La correction des fautes sur le Web divise et clive…
Sur les réseaux sociaux, au-delà des sujets abordés, les erreurs de grammaire, de conjugaison ou de ponctuation donnent naissance à des remarques désobligeantes éloignées de la bienveillance. Certes il existe des fautes grossières qui font mal aux yeux mais doit-on pour autant s’en exaspérer au point de les tourner en dérision, sans se soucier de blesser leurs auteurs ? Les plus susceptibles s’arment parfois d’insultes pour laver l’affront.
Selon l’institut national de la statistique et des études économiques, qui a publié récemment une enquête sur l’orthographe, 16% des 18-65 éprouvent « des difficultés dans les domaines fondamentaux de l’écrit ». Pour 11%, les difficultés sont même « graves ou fortes ».
La perte de maîtrise de la langue française tend à peiner les dépositaires d’une écriture sans faute qui voient dans le phénomène un danger pour notre culture. Cette crainte peut s’appréhender mais notre héritage culturel ne s’enrichit-il pas justement et régulièrement des néologismes et des variantes du français comme le parler gaga ou l’argot ? Quid de certaines paroles musicales faisant trembler les « feuilles » des uns, enchantant les « esgourdes » des autres ? Quid de la poésie des syllabes et des onomatopées fantaisistes dans le scat du jazz ? Jamel Debbouze aurait-il eu le succès que nous lui connaissons sans amuser la galerie avec ses fautes de français ?
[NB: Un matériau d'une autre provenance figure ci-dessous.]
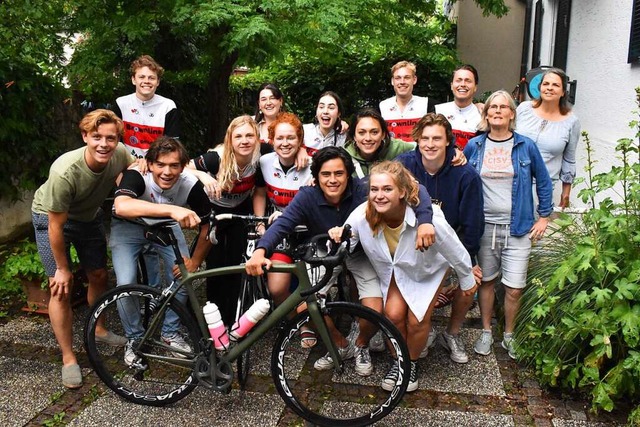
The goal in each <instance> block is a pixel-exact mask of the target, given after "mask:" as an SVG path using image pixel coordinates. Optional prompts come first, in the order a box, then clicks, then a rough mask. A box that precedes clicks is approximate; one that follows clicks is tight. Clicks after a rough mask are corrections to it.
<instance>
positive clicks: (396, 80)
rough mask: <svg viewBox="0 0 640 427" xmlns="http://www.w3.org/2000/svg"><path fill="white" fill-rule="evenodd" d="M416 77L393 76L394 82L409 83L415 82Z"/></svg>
mask: <svg viewBox="0 0 640 427" xmlns="http://www.w3.org/2000/svg"><path fill="white" fill-rule="evenodd" d="M413 77H414V76H393V81H394V82H409V81H411V80H413Z"/></svg>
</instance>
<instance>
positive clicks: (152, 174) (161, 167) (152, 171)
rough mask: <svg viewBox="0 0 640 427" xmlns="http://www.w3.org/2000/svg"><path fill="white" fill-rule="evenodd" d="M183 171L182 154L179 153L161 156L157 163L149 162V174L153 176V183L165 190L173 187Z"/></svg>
mask: <svg viewBox="0 0 640 427" xmlns="http://www.w3.org/2000/svg"><path fill="white" fill-rule="evenodd" d="M183 170H184V166H183V165H182V163H181V162H180V153H178V152H177V151H172V152H169V153H165V154H161V155H159V156H158V158H157V159H156V161H155V162H149V172H151V174H152V176H153V181H154V182H155V183H156V184H158V187H160V188H162V189H163V190H168V189H170V188H171V187H173V186H174V184H175V183H176V182H177V181H178V178H180V174H181V173H182V171H183Z"/></svg>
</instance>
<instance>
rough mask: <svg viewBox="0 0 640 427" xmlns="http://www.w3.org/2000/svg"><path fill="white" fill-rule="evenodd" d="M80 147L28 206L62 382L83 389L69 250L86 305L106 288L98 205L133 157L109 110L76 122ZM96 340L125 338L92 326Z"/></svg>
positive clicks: (60, 156) (102, 251)
mask: <svg viewBox="0 0 640 427" xmlns="http://www.w3.org/2000/svg"><path fill="white" fill-rule="evenodd" d="M79 127H80V132H81V134H82V139H83V140H84V142H85V144H86V145H85V146H83V147H81V148H78V149H76V150H73V151H69V152H67V153H65V154H63V155H62V156H60V157H59V158H58V159H57V160H56V161H55V162H54V163H53V164H52V165H51V169H50V171H49V178H48V179H47V181H46V182H45V183H44V184H43V185H42V186H41V187H40V188H39V189H38V190H37V191H36V193H35V197H34V200H33V204H32V206H31V211H32V218H33V226H34V228H35V234H36V242H37V244H38V253H39V254H40V259H41V260H42V264H43V266H44V268H45V271H46V273H47V275H48V276H49V287H50V289H51V300H50V302H49V318H50V319H51V326H52V328H53V332H54V334H55V336H56V339H57V341H58V344H59V345H60V349H61V351H62V363H63V367H62V383H63V384H64V386H65V387H67V388H79V387H81V386H82V374H81V372H80V367H79V366H78V361H77V359H76V356H75V354H74V353H73V348H72V339H73V332H72V322H73V312H72V310H71V305H70V299H69V297H70V294H71V289H72V287H73V275H72V272H71V268H70V261H69V259H70V257H69V246H70V245H71V244H73V246H74V247H75V248H76V251H77V253H78V258H79V259H80V264H81V265H82V267H83V268H84V270H85V272H86V273H87V278H88V279H89V289H88V295H87V297H88V301H89V303H90V304H91V303H93V302H94V301H95V300H96V299H97V298H98V297H99V296H100V295H101V294H102V293H103V292H104V291H105V290H106V288H107V244H106V238H105V232H104V227H103V224H102V211H101V209H100V206H101V205H102V203H103V202H104V200H105V199H106V198H107V196H108V195H109V193H110V191H111V189H112V188H113V187H114V185H115V183H116V178H117V177H118V176H119V175H120V173H121V172H122V171H124V170H125V169H126V168H127V167H128V166H129V165H130V164H131V163H133V161H134V158H133V156H131V155H130V154H129V153H128V152H127V150H126V148H125V147H124V145H122V144H121V143H119V142H118V141H119V140H120V138H121V136H122V132H123V125H122V120H120V119H119V118H118V117H117V116H116V115H115V114H114V113H113V112H111V111H109V110H95V111H92V112H90V113H89V114H87V115H86V116H85V117H84V118H83V119H82V120H81V121H80V126H79ZM96 338H97V340H98V341H100V342H104V343H107V344H110V345H114V346H119V345H124V344H125V343H126V339H124V337H120V336H117V335H115V334H113V333H112V332H111V331H108V330H107V329H106V328H105V327H104V325H103V324H101V325H99V326H98V327H97V328H96Z"/></svg>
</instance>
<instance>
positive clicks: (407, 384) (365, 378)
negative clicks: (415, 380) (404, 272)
mask: <svg viewBox="0 0 640 427" xmlns="http://www.w3.org/2000/svg"><path fill="white" fill-rule="evenodd" d="M323 314H324V316H325V317H324V318H325V324H327V325H328V327H329V328H330V329H331V328H333V329H334V333H333V334H332V335H334V336H335V333H337V332H339V333H340V334H342V336H344V337H345V338H347V339H350V341H351V343H355V341H356V337H357V336H358V335H359V334H360V332H359V330H358V327H360V326H361V325H362V326H361V327H360V328H359V329H360V330H363V331H366V332H363V333H362V337H361V340H360V341H362V340H363V339H364V340H365V342H366V341H367V338H368V337H365V335H366V334H368V335H373V334H374V333H376V331H380V333H381V335H382V338H383V341H382V345H380V346H379V348H377V350H378V352H370V353H369V354H370V356H371V366H369V368H370V369H363V368H366V367H365V366H364V365H362V364H360V365H359V366H358V367H357V368H356V366H355V361H354V356H355V355H354V353H353V352H350V354H348V355H347V356H346V357H345V358H347V360H344V361H343V366H342V368H343V369H342V370H340V369H335V368H334V367H333V366H332V364H331V360H330V359H329V363H328V364H327V363H326V361H327V359H326V358H325V359H324V362H325V363H320V362H322V360H319V359H322V358H323V357H325V356H324V355H325V354H326V353H327V349H326V347H325V346H324V344H323V342H322V340H318V345H316V347H315V348H314V349H313V350H311V349H306V348H302V346H301V345H300V332H301V330H302V328H303V327H305V326H307V327H309V328H313V324H312V323H311V321H310V317H309V313H308V312H307V311H305V312H303V313H300V314H299V315H298V316H296V318H295V319H294V320H293V321H291V322H289V323H288V324H287V326H286V327H285V328H284V330H282V331H281V333H280V334H279V336H278V338H277V340H276V342H275V344H274V347H273V353H272V357H271V372H272V375H273V378H274V381H275V385H276V389H277V390H278V393H280V396H281V397H282V399H283V400H284V401H285V403H286V404H287V406H289V408H291V409H292V410H293V411H294V412H296V413H297V414H298V415H299V416H300V417H302V418H304V419H305V420H307V421H309V422H311V423H313V424H316V425H322V426H350V427H353V426H364V425H369V424H372V423H374V422H376V421H379V420H380V419H382V418H384V417H385V416H386V415H388V414H389V413H390V412H391V411H392V410H393V409H394V408H395V407H396V405H398V403H400V401H401V400H402V397H403V396H404V393H405V392H406V389H407V385H408V384H409V372H410V369H411V361H410V358H409V350H408V348H407V345H406V343H405V341H404V340H403V338H402V336H401V335H400V332H399V331H398V329H397V328H396V327H395V326H394V325H393V324H392V323H391V322H390V321H389V320H388V319H386V318H385V317H383V316H382V315H381V314H379V313H377V312H375V311H373V310H371V309H369V308H366V307H363V306H361V305H358V304H353V303H347V302H329V303H327V304H326V307H325V309H324V311H323ZM365 322H367V323H365ZM355 325H358V327H356V326H355ZM336 331H337V332H336ZM394 367H395V369H396V372H397V380H395V381H385V388H386V389H387V390H385V389H383V388H382V387H381V386H382V384H383V380H385V378H386V379H387V380H388V374H389V373H390V372H391V371H392V368H394ZM354 384H357V387H354ZM363 391H364V392H363Z"/></svg>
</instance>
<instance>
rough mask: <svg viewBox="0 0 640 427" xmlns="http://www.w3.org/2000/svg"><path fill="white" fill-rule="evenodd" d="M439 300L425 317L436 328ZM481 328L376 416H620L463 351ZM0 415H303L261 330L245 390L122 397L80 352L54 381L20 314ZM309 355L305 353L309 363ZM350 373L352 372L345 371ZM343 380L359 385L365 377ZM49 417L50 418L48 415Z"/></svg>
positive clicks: (552, 424) (109, 417) (180, 420)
En septembre 2001, dans sa rubrique Interview Proust express, Thierry Ardisson avait posé cette question à feu Jean d’Ormesson de l’académie française :
« Quelle est la faute pour laquelle vous avez le plus d’indulgence ? »
L’académicien avec son humour subtil et ses yeux bleus pétillants de malice lui avait répondu, se fendant d’une belle coquille dans la négation : « Les gens qui causent pas bien ! ».
On peut se dire choqué par les personnes se foutant de faire des fautes avec une désinvolture déconcertante. Mais la richesse de notre langue est telle qu’on ne devrait pas s’indigner facilement des erreurs qui ne gâchent pourtant pas le sens du contenu. Souligner la faute avec délicatesse en tête à bugne et sans public me semble plus approprié qu’une remarque blessant son auteur. Le coup de règle du prof sur le bout des doigts de l’élève devant toute une classe est révolu.
Perso, bien que sensible au bon usage de l’orthographe, je trouve davantage dangereux de museler des personnes qui ont des choses à exprimer mais qui se l’interdisent de peur d’une possible humiliation. Celui qui ne commet pas de faute ne perd-il pas cette imperfection qui fait de lui un humain ? Le malaise ne serait-il pas plus grand de le voir se robotiser. A la vitesse où vont les choses, peut-être verrons nous des animaux génératifs et des ânes braire : « IA ! » en lieu et place de leur « Hi Han » naturel !?
La tolérance et la bienveillance me paraissent préférables aux remarques désobligeantes, fleurissant que trop sur les réseaux sociaux. L’empathie doit s’inviter dans les interactions afin de ne pas faner le bon sens ni flétrir les bonnes intentions.
Et pour ce qui vous concerne, quand pansez-vous… les plaies de l’écriture ?
Plus sereinement, avec ou sans faute, qu’en pensez-vous ?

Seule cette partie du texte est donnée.